Memoria de los Libros Preciosos

続きを読むとクリティカルなネタバレがあります

舞城王太郎『熊の場所』  ★★

熊の場所
熊の場所
舞城 王太郎
 そして恐怖に立ち向かうのは、明日ではもう遅いのだ。今すぐそこに戻らなくてはいけない。でないと、自分の恐怖を消し去ることはできなくなるのだ。(熊の場所

 愛情というのはどうしてこんなにも乱暴になれるのだろう?どうして物事をうまくいかせようとすることを、こんな風にむりやり阻んだりするのだろう?(バット男)
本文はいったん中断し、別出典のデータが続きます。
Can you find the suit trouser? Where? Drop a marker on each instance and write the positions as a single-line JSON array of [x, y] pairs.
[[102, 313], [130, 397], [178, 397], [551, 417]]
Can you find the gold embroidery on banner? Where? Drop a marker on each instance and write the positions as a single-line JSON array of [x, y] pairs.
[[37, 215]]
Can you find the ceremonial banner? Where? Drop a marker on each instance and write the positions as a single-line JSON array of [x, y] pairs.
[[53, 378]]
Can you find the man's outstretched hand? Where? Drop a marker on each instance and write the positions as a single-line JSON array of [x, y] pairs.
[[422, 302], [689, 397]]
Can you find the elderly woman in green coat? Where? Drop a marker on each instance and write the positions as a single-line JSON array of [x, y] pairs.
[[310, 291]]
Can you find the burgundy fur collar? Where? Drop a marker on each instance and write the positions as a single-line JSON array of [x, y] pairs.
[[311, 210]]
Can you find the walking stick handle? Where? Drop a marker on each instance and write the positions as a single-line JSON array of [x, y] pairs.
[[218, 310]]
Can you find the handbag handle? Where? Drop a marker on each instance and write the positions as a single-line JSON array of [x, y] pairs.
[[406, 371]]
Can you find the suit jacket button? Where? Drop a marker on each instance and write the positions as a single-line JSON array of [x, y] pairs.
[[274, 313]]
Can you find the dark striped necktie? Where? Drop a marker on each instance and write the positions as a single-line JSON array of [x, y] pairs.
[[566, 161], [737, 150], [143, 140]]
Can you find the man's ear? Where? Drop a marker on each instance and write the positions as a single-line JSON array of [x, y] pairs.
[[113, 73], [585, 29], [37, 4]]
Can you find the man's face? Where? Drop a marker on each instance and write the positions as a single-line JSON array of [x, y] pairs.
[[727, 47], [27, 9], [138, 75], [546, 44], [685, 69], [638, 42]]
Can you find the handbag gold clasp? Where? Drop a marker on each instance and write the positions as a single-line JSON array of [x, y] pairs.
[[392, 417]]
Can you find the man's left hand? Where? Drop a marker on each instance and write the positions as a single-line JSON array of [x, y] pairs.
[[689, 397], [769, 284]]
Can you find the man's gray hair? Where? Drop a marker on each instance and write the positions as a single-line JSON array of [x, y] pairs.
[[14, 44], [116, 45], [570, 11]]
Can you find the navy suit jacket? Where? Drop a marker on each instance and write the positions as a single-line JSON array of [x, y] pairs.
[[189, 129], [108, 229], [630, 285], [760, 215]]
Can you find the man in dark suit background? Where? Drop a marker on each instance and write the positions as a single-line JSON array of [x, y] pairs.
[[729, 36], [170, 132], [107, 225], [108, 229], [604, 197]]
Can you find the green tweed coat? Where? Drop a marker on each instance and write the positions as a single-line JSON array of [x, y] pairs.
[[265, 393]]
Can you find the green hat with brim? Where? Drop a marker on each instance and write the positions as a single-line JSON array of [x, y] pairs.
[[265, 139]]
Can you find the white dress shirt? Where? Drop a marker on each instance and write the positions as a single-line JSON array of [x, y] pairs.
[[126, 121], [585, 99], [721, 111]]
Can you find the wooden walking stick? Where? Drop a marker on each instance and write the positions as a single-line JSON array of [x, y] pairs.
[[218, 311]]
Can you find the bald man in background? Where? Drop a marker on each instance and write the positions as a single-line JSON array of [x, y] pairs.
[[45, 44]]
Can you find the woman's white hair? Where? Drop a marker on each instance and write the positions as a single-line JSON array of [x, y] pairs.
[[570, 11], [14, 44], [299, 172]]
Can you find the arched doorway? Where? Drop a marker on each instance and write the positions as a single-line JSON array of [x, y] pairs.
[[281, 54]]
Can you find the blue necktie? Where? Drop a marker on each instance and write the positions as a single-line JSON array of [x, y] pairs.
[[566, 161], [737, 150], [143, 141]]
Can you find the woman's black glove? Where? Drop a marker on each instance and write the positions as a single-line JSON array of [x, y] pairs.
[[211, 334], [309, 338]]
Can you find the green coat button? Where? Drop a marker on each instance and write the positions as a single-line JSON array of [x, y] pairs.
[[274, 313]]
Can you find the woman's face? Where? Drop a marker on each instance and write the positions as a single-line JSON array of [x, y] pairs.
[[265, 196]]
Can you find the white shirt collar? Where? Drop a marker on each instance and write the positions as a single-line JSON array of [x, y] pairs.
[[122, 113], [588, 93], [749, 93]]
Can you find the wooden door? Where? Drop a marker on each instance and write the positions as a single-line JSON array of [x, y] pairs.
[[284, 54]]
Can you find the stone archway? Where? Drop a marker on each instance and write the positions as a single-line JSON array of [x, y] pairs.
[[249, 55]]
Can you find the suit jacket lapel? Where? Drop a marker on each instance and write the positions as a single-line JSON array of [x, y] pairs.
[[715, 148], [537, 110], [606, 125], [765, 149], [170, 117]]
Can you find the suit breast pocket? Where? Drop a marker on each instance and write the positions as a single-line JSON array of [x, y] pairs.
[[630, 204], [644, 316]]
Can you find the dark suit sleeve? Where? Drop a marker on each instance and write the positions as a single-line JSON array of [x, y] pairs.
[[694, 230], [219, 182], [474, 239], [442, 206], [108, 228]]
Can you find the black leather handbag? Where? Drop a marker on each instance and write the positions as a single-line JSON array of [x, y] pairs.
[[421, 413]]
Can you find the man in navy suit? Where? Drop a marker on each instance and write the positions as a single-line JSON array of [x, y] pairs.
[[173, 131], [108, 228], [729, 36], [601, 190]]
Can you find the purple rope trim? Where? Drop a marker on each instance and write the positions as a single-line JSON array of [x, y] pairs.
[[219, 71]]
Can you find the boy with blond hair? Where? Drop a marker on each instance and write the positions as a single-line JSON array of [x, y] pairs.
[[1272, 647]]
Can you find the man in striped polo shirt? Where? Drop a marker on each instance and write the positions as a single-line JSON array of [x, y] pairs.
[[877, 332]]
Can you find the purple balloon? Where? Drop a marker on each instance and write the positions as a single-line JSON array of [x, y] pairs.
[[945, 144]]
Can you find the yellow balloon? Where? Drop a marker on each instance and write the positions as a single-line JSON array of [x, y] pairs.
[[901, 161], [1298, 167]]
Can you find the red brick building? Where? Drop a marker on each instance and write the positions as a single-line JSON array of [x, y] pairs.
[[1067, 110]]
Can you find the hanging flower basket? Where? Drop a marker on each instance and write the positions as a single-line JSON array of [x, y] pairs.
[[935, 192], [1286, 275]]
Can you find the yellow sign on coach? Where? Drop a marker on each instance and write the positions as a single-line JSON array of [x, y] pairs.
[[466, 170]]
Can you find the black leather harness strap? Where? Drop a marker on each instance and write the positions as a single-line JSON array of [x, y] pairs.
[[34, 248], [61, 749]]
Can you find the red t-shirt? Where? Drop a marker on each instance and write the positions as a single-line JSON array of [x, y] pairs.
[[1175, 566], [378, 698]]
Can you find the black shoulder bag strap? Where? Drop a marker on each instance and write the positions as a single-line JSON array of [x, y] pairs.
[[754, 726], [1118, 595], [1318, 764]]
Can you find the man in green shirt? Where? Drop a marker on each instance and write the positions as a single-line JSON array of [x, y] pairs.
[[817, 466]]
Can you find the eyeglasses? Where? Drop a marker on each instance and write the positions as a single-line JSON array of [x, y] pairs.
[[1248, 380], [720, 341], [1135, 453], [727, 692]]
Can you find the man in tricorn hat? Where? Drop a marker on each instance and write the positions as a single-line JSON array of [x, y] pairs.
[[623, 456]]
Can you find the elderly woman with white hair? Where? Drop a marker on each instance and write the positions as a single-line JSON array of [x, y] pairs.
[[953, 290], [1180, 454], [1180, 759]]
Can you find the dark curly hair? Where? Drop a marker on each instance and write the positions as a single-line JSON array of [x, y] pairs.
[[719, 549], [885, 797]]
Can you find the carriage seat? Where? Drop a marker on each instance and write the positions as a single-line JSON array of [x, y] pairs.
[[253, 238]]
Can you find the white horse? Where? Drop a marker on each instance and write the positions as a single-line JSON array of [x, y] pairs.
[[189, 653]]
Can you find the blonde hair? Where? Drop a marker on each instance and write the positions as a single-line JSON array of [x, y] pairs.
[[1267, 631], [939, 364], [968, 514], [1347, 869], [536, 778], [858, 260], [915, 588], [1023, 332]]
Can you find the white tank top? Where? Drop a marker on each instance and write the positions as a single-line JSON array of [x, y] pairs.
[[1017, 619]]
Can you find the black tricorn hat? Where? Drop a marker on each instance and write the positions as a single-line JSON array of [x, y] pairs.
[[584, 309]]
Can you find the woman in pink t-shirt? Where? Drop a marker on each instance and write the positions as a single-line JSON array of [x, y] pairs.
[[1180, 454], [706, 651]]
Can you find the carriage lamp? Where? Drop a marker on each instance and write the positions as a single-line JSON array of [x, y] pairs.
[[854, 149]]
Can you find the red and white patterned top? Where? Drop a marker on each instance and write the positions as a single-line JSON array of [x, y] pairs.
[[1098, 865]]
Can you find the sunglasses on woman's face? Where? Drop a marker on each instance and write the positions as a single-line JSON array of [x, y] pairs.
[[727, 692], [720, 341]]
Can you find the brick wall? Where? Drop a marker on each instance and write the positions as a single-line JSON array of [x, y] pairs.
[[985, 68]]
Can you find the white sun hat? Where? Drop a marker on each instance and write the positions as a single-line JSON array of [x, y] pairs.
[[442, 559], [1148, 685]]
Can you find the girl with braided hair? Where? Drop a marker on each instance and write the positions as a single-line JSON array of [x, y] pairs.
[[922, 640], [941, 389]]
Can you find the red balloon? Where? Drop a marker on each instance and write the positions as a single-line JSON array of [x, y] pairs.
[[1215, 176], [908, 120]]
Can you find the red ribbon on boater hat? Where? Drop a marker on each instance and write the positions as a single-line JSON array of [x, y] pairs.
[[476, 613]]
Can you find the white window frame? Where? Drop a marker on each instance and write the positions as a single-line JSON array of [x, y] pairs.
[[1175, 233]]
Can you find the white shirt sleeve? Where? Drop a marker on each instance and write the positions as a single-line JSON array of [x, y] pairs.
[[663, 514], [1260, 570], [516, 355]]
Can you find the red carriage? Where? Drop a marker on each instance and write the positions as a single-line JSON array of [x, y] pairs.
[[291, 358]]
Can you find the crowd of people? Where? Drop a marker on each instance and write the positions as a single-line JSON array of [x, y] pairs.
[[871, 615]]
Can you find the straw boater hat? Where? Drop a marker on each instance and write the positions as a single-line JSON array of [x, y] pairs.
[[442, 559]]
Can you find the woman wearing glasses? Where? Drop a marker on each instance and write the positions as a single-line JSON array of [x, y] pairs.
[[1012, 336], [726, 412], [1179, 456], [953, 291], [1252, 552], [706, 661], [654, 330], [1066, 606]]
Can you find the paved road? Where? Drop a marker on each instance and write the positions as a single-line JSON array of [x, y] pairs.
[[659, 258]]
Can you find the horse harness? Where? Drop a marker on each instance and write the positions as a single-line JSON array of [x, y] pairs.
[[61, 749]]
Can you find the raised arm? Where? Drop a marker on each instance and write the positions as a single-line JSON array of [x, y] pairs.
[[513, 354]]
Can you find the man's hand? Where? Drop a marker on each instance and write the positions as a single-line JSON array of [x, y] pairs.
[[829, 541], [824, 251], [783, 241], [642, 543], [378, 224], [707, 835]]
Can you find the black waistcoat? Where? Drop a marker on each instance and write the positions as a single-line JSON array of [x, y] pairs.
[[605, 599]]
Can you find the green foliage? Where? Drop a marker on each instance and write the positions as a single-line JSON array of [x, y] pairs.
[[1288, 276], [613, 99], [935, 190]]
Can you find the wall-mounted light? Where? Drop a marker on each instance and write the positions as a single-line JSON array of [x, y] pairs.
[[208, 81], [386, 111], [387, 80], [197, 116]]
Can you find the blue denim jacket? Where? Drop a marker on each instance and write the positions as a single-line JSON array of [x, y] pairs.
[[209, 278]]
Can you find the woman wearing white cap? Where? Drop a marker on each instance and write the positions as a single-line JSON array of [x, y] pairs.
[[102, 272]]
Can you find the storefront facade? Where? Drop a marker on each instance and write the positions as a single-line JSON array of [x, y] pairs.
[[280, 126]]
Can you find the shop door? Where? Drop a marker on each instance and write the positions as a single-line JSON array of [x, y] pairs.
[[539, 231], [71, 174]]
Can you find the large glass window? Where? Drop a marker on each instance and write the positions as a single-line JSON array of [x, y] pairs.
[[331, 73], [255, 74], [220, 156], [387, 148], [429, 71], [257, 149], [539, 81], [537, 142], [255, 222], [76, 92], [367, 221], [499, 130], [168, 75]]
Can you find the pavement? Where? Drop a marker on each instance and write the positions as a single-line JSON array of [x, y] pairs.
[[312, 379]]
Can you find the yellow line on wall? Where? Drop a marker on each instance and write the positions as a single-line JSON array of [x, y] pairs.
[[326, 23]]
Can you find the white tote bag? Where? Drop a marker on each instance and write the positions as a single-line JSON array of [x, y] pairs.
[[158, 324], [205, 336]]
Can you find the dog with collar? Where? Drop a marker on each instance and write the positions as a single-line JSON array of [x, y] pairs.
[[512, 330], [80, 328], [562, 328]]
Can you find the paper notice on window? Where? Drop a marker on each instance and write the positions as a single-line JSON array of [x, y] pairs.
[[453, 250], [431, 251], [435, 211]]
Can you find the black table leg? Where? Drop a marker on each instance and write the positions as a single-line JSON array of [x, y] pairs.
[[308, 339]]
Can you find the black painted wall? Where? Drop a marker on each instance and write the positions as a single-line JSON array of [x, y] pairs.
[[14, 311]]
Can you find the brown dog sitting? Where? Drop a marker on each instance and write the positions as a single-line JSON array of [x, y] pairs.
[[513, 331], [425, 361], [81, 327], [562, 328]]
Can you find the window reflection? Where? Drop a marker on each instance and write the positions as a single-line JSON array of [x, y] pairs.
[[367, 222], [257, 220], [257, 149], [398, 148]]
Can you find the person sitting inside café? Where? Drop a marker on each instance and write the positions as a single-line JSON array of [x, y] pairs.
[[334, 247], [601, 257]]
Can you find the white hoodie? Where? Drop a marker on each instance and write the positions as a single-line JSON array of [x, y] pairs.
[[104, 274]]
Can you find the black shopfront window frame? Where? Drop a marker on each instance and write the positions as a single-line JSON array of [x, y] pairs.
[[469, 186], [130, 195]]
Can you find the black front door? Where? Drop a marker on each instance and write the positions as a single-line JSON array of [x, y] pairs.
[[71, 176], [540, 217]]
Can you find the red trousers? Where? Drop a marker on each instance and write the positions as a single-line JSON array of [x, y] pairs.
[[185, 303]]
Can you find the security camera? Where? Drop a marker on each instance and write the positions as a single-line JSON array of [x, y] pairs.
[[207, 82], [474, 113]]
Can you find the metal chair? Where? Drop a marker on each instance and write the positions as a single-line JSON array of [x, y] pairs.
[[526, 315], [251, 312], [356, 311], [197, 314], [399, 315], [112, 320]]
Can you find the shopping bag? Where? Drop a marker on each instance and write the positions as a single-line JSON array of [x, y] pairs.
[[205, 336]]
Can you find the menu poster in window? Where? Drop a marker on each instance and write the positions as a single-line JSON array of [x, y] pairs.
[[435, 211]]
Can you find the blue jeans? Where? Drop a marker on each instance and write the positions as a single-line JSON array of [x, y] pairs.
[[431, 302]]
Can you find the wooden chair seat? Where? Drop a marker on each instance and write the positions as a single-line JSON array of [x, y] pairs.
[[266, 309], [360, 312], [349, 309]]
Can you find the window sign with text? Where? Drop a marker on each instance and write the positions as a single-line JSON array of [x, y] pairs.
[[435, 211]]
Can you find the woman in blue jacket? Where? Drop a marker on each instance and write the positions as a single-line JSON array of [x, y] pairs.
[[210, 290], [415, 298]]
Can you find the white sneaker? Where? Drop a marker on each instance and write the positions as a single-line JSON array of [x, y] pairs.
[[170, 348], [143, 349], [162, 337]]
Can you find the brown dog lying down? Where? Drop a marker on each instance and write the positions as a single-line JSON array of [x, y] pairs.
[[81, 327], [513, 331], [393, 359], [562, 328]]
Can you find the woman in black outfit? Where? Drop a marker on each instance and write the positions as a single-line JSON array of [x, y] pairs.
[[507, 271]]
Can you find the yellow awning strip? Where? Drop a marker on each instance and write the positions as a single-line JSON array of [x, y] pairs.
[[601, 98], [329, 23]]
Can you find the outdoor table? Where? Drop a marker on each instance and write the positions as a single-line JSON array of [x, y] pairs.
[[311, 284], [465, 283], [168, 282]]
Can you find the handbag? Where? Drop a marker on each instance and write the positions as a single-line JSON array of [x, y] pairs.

「阿呆!それを言うのがあんたの責任やろうが!あんた自分がどれだけ阿呆なことしたか、ちゃんと説明して、許してくれるようしっかりお願いせえや!」
「そんなの絶対許してくれんわ!」
「ほうやったら必死になって謝れや!」(ピコーン!)

 キャッチーな表紙ですこと(そうか?)。これほんとに講談社文庫? と思ったら小さくパイプ咥えた犬がいました。中身は短編が三つ。一つ一つ字体が変わっていて、『好き好き大好き超愛してる。』みたいだ。未読だし、あっちは紙の質まで違うという凝りぶりだけどね。舞城はこれで三冊目かな? 奈津川ファミリーサーガの続きが読みたいから予約しなきゃいけないんだけど……いつも忘れる。語り手が四郎じゃなくなっちゃうのが残念でしょうがない。
 熊の場所:小学五年生の僕は、クラスメイト・まー君のランドセルから猫の尻尾が出てくるのを目撃、猫殺しをしていることに気づいてしまう。恐怖を克服する為に僕はまー君に接触し、仲良くなって泊まりにいくまでになるが……。
 バット男:調布に出没するバット男。バットを振り回す危険人物ではあったが、本当に人を殴ったりはしないので逆に殴られる標的となってしまった。彼はそのうち死んだようだが、生前にバット男に四万円もらってやった梶原亜紗子という女が僕の同級生の彼女だったのだ。
 ピコーン!:私・智世子は恋人の哲也と同棲している。ある日、大検を受ける事を決意し、哲也に告げると彼が提示した条件がフェラチオ一万本ノック。そんなこんなでフェラチオ大好きになった私を残し、哲也は死んでしまう。
 ものすごい話ばっかり。さすが舞城。そして私は始めて舞城の作品を二段組で読んだ。バット男だけ、そうなのよ。あとの二つはいつも通りノベルスのくせに普通。読点増えたなあと思っていたらピコーン!には一つも使われていないという恐ろしい事態が待ち受けていた。ついでに女主人公をあまり好かないのでピコーン!は読むの大変だった。一人称はやっぱり「僕」でないと! 僕大好きー。
 熊の場所、猫の尻尾が箱に沢山入っている光景って、恐ろしいな。僕こと宏之も結構おかしな子どもだよ。自分が殺されるかもしれないスリルを私は楽しめない絶対。恐怖から逃げずに戻る男気は素晴らしいね。一生恐怖につきまとわれるのはいやだけど、立ち向かうのもいやだ。バット男はひたすら愛がたりない二人のすれ違いが切ない。そしてピコーン!、智世子逞しすぎ。フェラチオを一ヶ月で120本(つまり一日4本)という恐ろしいペースでこなし、哲也がびっくりな殺され方をしたらピッコンピッコン閃きまくってつきつめる。殺す殺されるは本来警察や裁判所に関係なくて、当人たちの問題なのかも。犯人の言い草と智世子の啖呵。許してくれないんなら必死になって謝る、か。買った本はちゃんと読みましょう、ええ。
 舞城は引用したくなる箇所が多くて困る。説教くさいといわれるってことはイコール何だかずしりと胸にくる(ような気がする)文章に富んでいるってことじゃないかな。一度だけではそうでもないが、どこ引用しようかなと読み返すと全部オッケーな感じ。うーわーいつのまにか舞城っ子になってるよ。